JPH0675223B2 - Automatic charger cleaning device - Google Patents

Description

TECHNICAL FIELD The present invention relates to an automatic charger cleaning device applied to an image forming apparatus including an image forming process such as a copying machine.

(Prior Art) The charger of a copying machine is installed in an environment where it is easily contaminated by developer dust. If the discharge wire becomes dirty, its discharge characteristics will change and the image forming conditions will be deteriorated, so that an appropriate image cannot be obtained.

Therefore, various measures have been taken to prevent the charger from becoming dirty.

As a conventional technique for preventing stains on the charger, there are many measures for scattering developer dust that causes stains, but the effect is small. In the anti-scattering technique, a suction device or the like is indispensable in order to increase its effect, but for that purpose, the device itself becomes large and the cost is high.

Further, as a means for directly cleaning the discharge wire, there is a means for cleaning by installing a cleaning pad and manually inserting / removing the charger to bring the cleaning pad into contact with the discharge wire. Since maintenance has to be performed regularly, there are drawbacks such as high maintenance costs.

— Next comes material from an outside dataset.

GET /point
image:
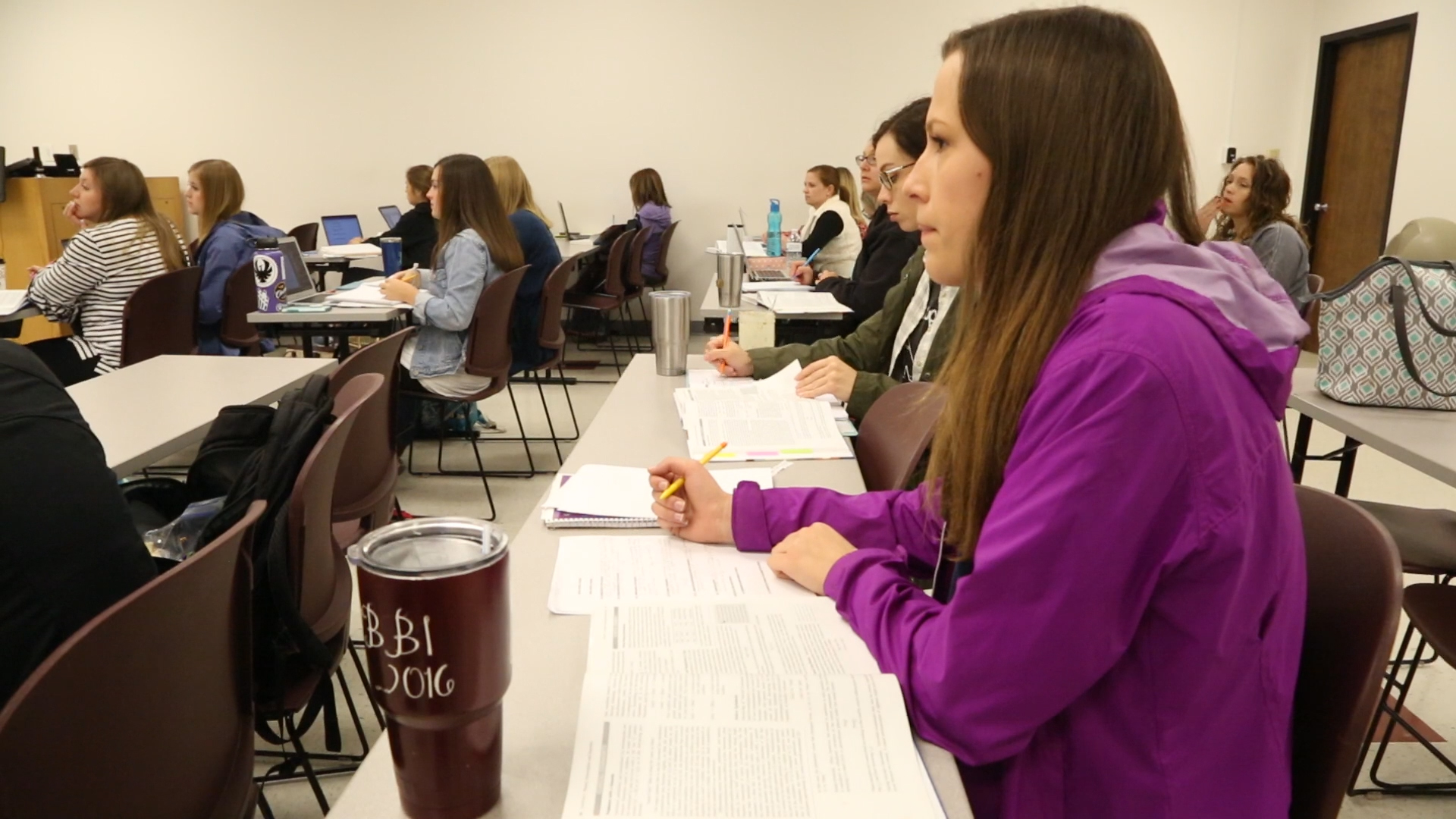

(Purpose) The present invention solves the above-mentioned drawbacks of the conventional example, the discharge wire is automatically cleaned, and an abnormal cleaning operation can be detected before the start of image formation. The purpose is to prevent.

(Structure) To this end, the present invention provides a drive wire, a cleaning member such as a cleaning pad fixed to the drive wire and slidably contacting the discharge wire of the charger, a drive motor for reciprocating the cleaning member, and In an automatic charger cleaning device of an image forming apparatus having a motor lock detection means for detecting the restraint state of the drive motor and outputting a restraint signal, the above-mentioned automatic charger cleaning device for an image forming apparatus is set within a preset time before initial image formation. If the restraint signal does not occur, or if the restraint signal occurs for a set time or more immediately after the forward rotation signal for forward movement of the cleaning member and the reverse rotation signal for backward movement are output,
Alternatively, when the difference between the forward movement time and the backward movement time of the cleaning member is equal to or longer than the set time, the cleaning operation is stopped as an operation abnormality, the image forming operation is prohibited, and the abnormality is displayed.

Hereinafter, the configuration of the present invention will be described based on the illustrated embodiments.

In the embodiment, three chargers, that is, a main charger (CC), a transfer charger (TC), and a charge eliminator (CLC) are respectively provided with automatic charger cleaning devices.

FIG. 1 is an external view showing a charger equipped with an automatic charger cleaning device, including a drive DC motor 12, a passive worm gear 13,
The drive gear 14, the drive wire pulley 15, the pad drive wire 16, the cleaning pad 17, the discharge wire 18, the passive wire pulley 19, the power receiving terminal 20, and the casing 21.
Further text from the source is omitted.